CARLTON FLETCHER: Trump, Bernie bring life to presidential campaign
OPINION: Vermont senator made surprising run, now headed for obscurity
By Carlton Fletcher
Look in my eyes, what do you see? The cult of personality.
— Living Colour
Unless something drastic happens — and this is politics and America, so that is a very real possibility — it looks like Donald Trump and Hillary Clinton are going to win their respective parties’ nominations and face off for the White House.
Both will be bringing lots of baggage — the figurative and literal kind — into the showdown, which promises to be one of the most entertaining in recent history. (Quick note: Not sure if entertaining is what America needs right now, but we’re getting what we’re asking for.)
But before we anoint any candidate — and put on our “liberal” or “conservative” battle armor — one element of the campaign for the presidency deserves a closer look. No matter anyone’s opinion on the candidates themselves, their base of supporters or their tactics, no one can deny the amazing impact both Trump and Bernie Sanders have had on the race.

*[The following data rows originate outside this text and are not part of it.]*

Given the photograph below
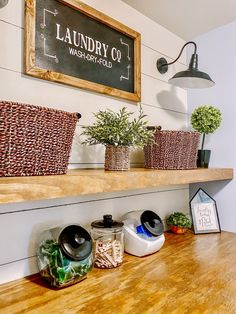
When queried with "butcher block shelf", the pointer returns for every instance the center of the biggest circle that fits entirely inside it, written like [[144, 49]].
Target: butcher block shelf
[[92, 181], [190, 274]]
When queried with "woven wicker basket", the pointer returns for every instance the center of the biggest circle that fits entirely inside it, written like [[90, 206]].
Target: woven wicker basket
[[34, 140], [117, 157], [173, 150]]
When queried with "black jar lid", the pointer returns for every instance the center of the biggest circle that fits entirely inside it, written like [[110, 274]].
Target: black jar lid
[[152, 223], [107, 222], [75, 242]]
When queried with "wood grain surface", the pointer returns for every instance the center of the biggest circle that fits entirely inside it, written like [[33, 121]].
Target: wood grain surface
[[190, 274], [82, 182]]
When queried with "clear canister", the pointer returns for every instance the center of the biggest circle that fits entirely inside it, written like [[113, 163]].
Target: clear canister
[[108, 238]]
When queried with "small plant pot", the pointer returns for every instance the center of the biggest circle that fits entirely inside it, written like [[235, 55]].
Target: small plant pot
[[203, 158], [178, 230], [117, 158]]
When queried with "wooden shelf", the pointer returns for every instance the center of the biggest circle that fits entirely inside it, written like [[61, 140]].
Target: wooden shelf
[[190, 274], [83, 182]]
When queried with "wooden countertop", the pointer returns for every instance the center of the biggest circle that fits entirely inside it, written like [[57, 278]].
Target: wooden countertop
[[91, 181], [190, 274]]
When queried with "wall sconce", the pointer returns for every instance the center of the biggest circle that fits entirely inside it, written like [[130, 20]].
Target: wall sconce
[[190, 78], [3, 3]]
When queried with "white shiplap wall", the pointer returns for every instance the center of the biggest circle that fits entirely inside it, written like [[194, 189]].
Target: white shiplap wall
[[21, 224]]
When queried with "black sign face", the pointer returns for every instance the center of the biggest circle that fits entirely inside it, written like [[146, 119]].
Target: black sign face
[[70, 42]]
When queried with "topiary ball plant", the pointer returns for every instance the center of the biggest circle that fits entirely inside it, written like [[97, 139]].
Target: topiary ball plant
[[179, 222], [206, 119]]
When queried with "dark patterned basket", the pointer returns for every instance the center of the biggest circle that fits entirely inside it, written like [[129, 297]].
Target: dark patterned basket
[[173, 150], [34, 140]]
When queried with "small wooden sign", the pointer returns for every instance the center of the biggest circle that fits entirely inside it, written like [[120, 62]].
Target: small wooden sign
[[72, 43]]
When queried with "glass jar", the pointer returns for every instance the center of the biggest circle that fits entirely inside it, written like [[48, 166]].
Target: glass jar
[[65, 255], [108, 240]]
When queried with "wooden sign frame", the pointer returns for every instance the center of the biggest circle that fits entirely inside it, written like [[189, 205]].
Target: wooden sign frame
[[46, 74]]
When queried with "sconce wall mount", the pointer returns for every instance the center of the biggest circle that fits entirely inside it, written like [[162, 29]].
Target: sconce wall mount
[[3, 3], [190, 78]]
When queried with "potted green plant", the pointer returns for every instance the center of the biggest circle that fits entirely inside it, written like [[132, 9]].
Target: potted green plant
[[118, 132], [205, 119], [179, 222]]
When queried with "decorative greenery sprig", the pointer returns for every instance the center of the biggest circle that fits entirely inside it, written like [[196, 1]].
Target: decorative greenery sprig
[[115, 128], [206, 119], [179, 219]]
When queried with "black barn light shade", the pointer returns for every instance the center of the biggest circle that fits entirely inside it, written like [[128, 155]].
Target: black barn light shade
[[190, 78]]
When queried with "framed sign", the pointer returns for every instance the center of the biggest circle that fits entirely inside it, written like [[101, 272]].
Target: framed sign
[[204, 213], [69, 42]]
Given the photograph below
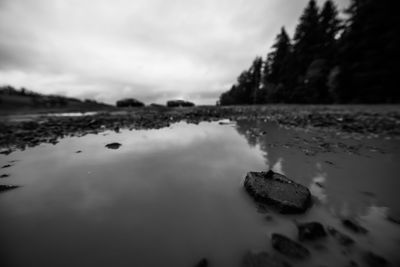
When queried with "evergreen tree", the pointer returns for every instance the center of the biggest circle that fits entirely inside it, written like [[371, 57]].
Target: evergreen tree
[[369, 53], [330, 26], [307, 37], [278, 57], [256, 80]]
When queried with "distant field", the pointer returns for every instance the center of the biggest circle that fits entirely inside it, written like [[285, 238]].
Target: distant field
[[16, 104]]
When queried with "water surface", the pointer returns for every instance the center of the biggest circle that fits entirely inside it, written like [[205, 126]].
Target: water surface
[[172, 196]]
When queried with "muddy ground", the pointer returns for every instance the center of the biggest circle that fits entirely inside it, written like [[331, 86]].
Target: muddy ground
[[18, 132]]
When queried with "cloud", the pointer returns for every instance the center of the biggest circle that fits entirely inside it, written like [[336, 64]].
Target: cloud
[[148, 49]]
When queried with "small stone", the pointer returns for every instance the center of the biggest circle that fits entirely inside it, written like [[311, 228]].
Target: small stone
[[374, 260], [354, 226], [311, 231], [393, 217], [343, 239], [289, 247], [4, 187], [263, 259], [278, 191], [5, 151], [113, 145], [202, 263]]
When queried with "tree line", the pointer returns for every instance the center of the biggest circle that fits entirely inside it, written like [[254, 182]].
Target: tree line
[[328, 59]]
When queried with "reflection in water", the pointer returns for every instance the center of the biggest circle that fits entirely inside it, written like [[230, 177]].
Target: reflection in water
[[172, 196], [317, 187], [358, 182]]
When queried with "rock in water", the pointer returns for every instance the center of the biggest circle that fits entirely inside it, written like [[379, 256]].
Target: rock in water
[[343, 239], [310, 231], [278, 190], [374, 260], [202, 263], [4, 187], [289, 247], [354, 226], [263, 259], [113, 145]]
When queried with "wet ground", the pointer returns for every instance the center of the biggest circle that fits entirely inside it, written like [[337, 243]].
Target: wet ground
[[172, 196]]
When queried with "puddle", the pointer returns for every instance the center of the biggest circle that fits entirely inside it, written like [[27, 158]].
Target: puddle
[[173, 196]]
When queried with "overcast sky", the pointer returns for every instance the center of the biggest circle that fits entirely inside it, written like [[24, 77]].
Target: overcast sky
[[151, 50]]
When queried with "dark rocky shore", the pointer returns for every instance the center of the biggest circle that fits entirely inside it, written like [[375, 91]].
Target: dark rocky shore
[[33, 130], [268, 188]]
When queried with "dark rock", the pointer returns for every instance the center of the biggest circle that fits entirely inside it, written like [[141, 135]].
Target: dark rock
[[129, 102], [392, 217], [5, 151], [279, 191], [202, 263], [262, 208], [343, 239], [113, 145], [263, 259], [352, 264], [354, 226], [179, 103], [155, 105], [374, 260], [5, 187], [311, 231], [289, 247]]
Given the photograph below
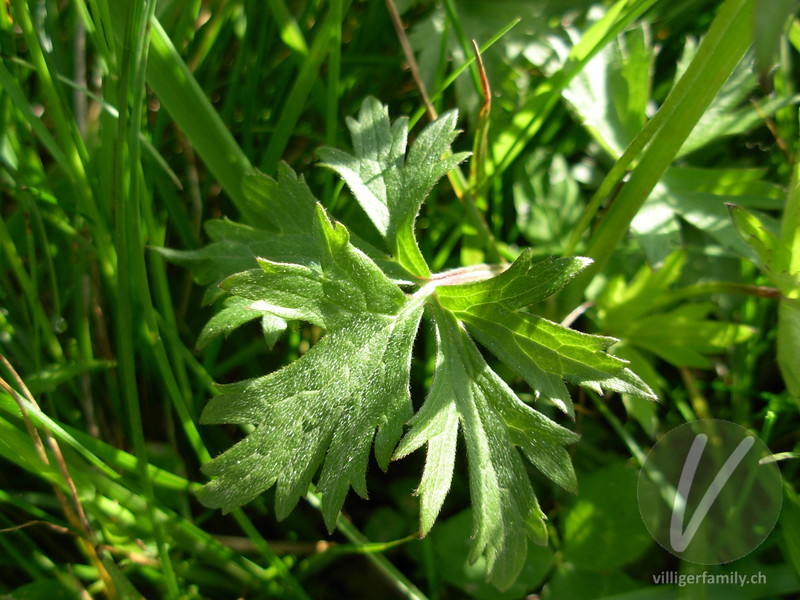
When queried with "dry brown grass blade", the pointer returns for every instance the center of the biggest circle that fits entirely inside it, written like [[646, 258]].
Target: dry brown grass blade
[[73, 511]]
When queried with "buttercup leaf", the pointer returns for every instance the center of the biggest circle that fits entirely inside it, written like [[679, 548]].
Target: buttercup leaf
[[317, 418]]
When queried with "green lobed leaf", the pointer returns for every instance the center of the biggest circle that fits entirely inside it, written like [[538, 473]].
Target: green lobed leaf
[[466, 393], [237, 312], [544, 353], [389, 186], [234, 247], [320, 415], [327, 407], [525, 282]]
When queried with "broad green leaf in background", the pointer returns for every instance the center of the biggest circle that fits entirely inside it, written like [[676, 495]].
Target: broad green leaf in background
[[779, 256], [324, 411], [602, 529], [637, 313]]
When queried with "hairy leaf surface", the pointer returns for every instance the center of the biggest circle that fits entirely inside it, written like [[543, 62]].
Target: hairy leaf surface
[[317, 418]]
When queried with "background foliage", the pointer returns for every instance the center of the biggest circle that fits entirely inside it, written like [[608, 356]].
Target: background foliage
[[617, 130]]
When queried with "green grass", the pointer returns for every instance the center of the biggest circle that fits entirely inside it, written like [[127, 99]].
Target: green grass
[[124, 126]]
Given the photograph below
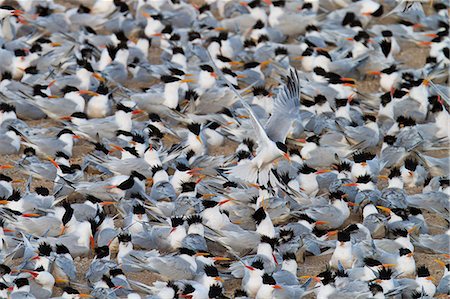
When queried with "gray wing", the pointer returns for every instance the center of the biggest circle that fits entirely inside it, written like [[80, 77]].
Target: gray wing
[[106, 236], [174, 267], [195, 242], [67, 266], [444, 285], [286, 109]]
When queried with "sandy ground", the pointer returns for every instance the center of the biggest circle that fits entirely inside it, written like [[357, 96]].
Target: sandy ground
[[411, 55]]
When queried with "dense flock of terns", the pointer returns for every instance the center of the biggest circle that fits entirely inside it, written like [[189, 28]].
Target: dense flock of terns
[[209, 149]]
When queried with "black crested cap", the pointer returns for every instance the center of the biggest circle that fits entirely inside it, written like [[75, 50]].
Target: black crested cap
[[64, 131], [20, 282], [5, 178], [268, 279], [187, 251], [343, 236], [29, 151], [44, 249], [411, 164], [378, 12], [187, 187], [215, 291], [370, 262], [177, 221], [258, 264], [250, 65], [400, 232], [115, 272], [194, 128], [259, 215], [389, 139], [281, 51], [209, 203], [364, 179], [194, 219], [124, 238], [138, 209], [138, 175], [124, 108], [210, 270], [42, 191], [281, 146], [271, 241], [404, 251], [102, 251]]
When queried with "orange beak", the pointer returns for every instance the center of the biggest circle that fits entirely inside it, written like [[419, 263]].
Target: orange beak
[[277, 287], [320, 171], [332, 233], [98, 77], [350, 185], [137, 111], [30, 215], [384, 209], [221, 258], [225, 201], [321, 222], [92, 241], [6, 166]]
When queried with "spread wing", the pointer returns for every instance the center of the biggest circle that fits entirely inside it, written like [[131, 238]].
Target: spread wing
[[285, 110]]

Risking the venom of Trump true believers, who are ready and willing to sucker-punch — again, both figuratively and literally — anyone who refuses to see the light, I must say the candidate who now stands on the threshold of GOP victory and the failed TV host/businessman of dubious shady practices who first entered the race are worlds apart.
Quite frankly, Trump was the punchline to a number of jokes when he declared what most assumed would become his quadrennial candidacy, but he has managed to ride his brash, say-whatever-comes-to-mind strategy to once unfathomable heights. He’s insulted women, minorities and old-line Republicans alike; engaged in an open debate about the substantiveness of his … ahem … manhood, and he’s used his absurd promise to build a wall to keep Mexicans out of the country as the primary basis for his platform.

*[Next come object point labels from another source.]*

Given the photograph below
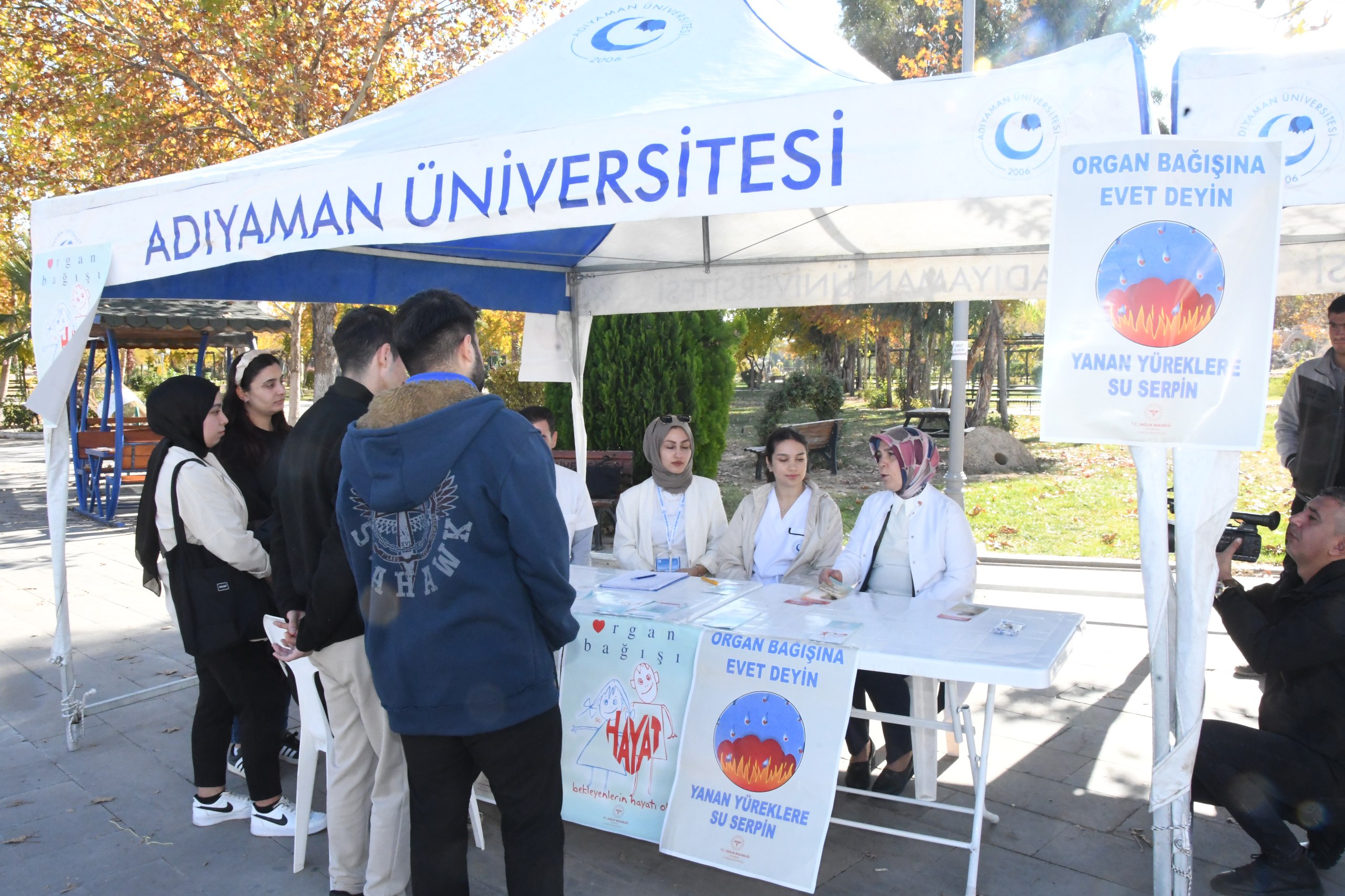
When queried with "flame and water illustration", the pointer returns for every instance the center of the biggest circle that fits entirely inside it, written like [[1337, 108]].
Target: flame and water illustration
[[759, 742], [1161, 283]]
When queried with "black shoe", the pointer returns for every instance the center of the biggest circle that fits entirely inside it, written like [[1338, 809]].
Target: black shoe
[[857, 774], [1325, 845], [289, 747], [1266, 878], [892, 782]]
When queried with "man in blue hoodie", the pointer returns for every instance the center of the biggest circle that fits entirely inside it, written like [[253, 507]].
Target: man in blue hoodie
[[450, 518]]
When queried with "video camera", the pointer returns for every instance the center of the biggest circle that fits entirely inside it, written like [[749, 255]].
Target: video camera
[[1246, 529]]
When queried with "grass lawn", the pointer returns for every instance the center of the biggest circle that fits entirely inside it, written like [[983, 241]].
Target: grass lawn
[[1082, 504]]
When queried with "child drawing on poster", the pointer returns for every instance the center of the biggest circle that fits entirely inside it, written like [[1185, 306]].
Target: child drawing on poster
[[653, 727], [597, 715]]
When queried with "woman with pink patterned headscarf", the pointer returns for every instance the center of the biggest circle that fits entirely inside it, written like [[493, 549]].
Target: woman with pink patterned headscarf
[[911, 543]]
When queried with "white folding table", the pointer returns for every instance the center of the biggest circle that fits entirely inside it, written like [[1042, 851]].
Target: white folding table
[[906, 637]]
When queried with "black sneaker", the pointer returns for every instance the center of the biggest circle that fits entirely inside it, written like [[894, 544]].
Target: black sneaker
[[289, 747], [226, 808], [1325, 845], [234, 760], [1266, 878], [892, 782], [857, 774]]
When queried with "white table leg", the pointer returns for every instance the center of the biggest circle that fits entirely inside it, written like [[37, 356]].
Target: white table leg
[[925, 696], [979, 770]]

Trump has admitted to using the screwed-up American bankruptcy system to beat businesses and individuals out of billions of dollars in building his own empire, and he’s rankled with his comments pretty much every foreign leader — both friend and foe — paying attention.

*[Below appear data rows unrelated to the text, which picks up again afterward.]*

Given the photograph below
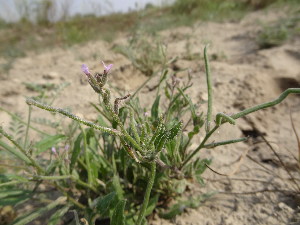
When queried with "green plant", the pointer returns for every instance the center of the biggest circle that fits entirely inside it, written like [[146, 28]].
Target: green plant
[[126, 164]]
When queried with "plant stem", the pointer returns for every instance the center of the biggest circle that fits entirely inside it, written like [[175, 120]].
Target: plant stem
[[267, 104], [73, 117], [87, 157], [209, 91], [147, 193], [215, 144], [32, 161], [240, 114], [200, 146], [27, 127]]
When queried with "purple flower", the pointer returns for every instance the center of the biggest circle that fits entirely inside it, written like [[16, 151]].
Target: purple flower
[[85, 69], [53, 150], [67, 147], [107, 68]]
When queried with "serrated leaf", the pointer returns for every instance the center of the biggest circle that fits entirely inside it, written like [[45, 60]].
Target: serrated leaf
[[155, 107], [48, 142], [76, 151], [102, 204], [118, 217]]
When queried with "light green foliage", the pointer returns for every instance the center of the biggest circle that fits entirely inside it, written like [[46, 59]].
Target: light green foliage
[[124, 162]]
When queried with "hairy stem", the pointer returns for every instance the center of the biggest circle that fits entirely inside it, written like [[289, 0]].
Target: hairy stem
[[27, 127], [147, 193], [267, 104], [73, 117], [215, 144], [32, 161], [209, 91], [238, 115]]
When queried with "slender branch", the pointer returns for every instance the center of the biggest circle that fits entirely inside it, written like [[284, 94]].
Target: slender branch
[[32, 161], [87, 158], [213, 145], [147, 193], [225, 118], [207, 136], [241, 114], [209, 91], [267, 104], [27, 127], [73, 117]]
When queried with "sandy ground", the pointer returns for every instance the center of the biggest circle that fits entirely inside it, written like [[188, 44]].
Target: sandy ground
[[243, 76]]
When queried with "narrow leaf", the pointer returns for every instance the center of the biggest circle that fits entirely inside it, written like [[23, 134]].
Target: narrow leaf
[[103, 203], [48, 142], [25, 219], [118, 217], [155, 107], [76, 151]]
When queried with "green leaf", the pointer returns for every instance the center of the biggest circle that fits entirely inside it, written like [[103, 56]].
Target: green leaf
[[55, 218], [102, 204], [76, 151], [13, 197], [174, 130], [155, 107], [117, 187], [25, 219], [118, 217], [151, 205], [48, 142]]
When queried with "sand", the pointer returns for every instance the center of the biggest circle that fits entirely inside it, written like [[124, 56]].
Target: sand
[[243, 76]]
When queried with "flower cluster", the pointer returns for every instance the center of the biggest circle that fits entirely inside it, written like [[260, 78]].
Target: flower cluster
[[99, 79]]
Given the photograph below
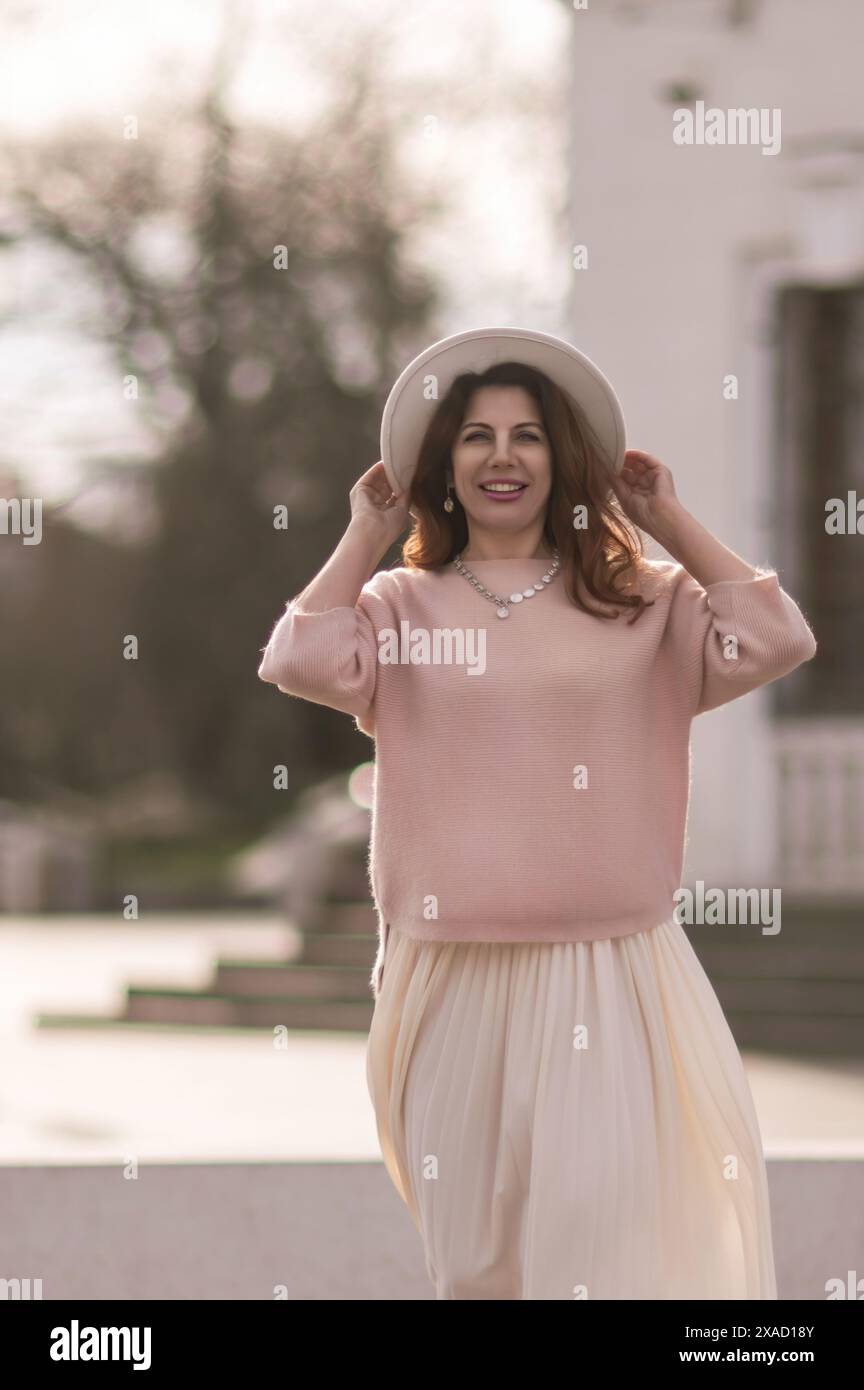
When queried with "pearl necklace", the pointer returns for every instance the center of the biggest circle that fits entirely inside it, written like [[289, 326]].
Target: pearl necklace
[[503, 605]]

In the past, Trump’s political mistakes would have buried his candidacy. Now, though, every new absurdity seems to win him more fans.
(An interesting side note: The media, which have made every tidbit of Trump’s campaign a breaking-news story, can’t wait to tell their audiences about each new Trumpism that arises. But most are reporting only the sensationalistic verbal outrages. What they aren’t reporting is Trump’s campaign platform — and he doesn’t help in that regard because he’s so intent on the platitudes that his audience loves. But a little digging actually turns up some ideas that are very sound, dare I say, very presidential. Trump’s no fool. He knows his chance of winning centers on building what Living Colour called his “cult of personality.” More emphasis on his policies, though, would win him approval away from his base.)
And then there’s Bernie. Let’s be honest here. When the campaign kicked into high gear, Hillary Clinton was the anointed Democratic candidate with no viable challenger on the horizon. Sanders’ entry into the race was brushed off as another ho-hum Quixotic exercise in self-delusion.
But a funny thing happened on Clinton’s way to the nomination. Even after describing himself as a “socialist” (and changing that to “democratic socialist” in midstream was obviously some PR nerd’s idea), which once would have been a campaign death sentence, Sanders caught fire. Young people — ironically, it would seem, given his curmudgeonly personality — fell in love with Sanders, and Clinton quickly learned that she had work to do before stamping her name on the Democratic ticket.
Under financed and without the political connections of a Clinton, the junior Vermont senator started attracting larger and larger crowds. Then he started winning primaries and climbing from an almost 60 percent deficit in opinion polls. And Clinton’s strategy to save her campaign capital for the run against the Republican nominee was tossed. She’s had to use a large portion of her war chest just to withstand the challenge of the man initially considered an afterthought.
And don’t think that Trump’s not overcome with glee with each dollar Clinton’s having to spend to hold off Bernie, who also did the GOP nominee the favor of exposing Clinton’s weaknesses.
The Bernie and Trump show has been an interesting sidebar on the 2016 path to the White House, and Sanders is bound to soon fade into obscurity, only a footnote to the bigger picture. But for a while, he was a viable part of the “Big Two” who became the surprises of the political season. And while Bernie searches for his inevitable stepping-off point, the Trump train rolls on.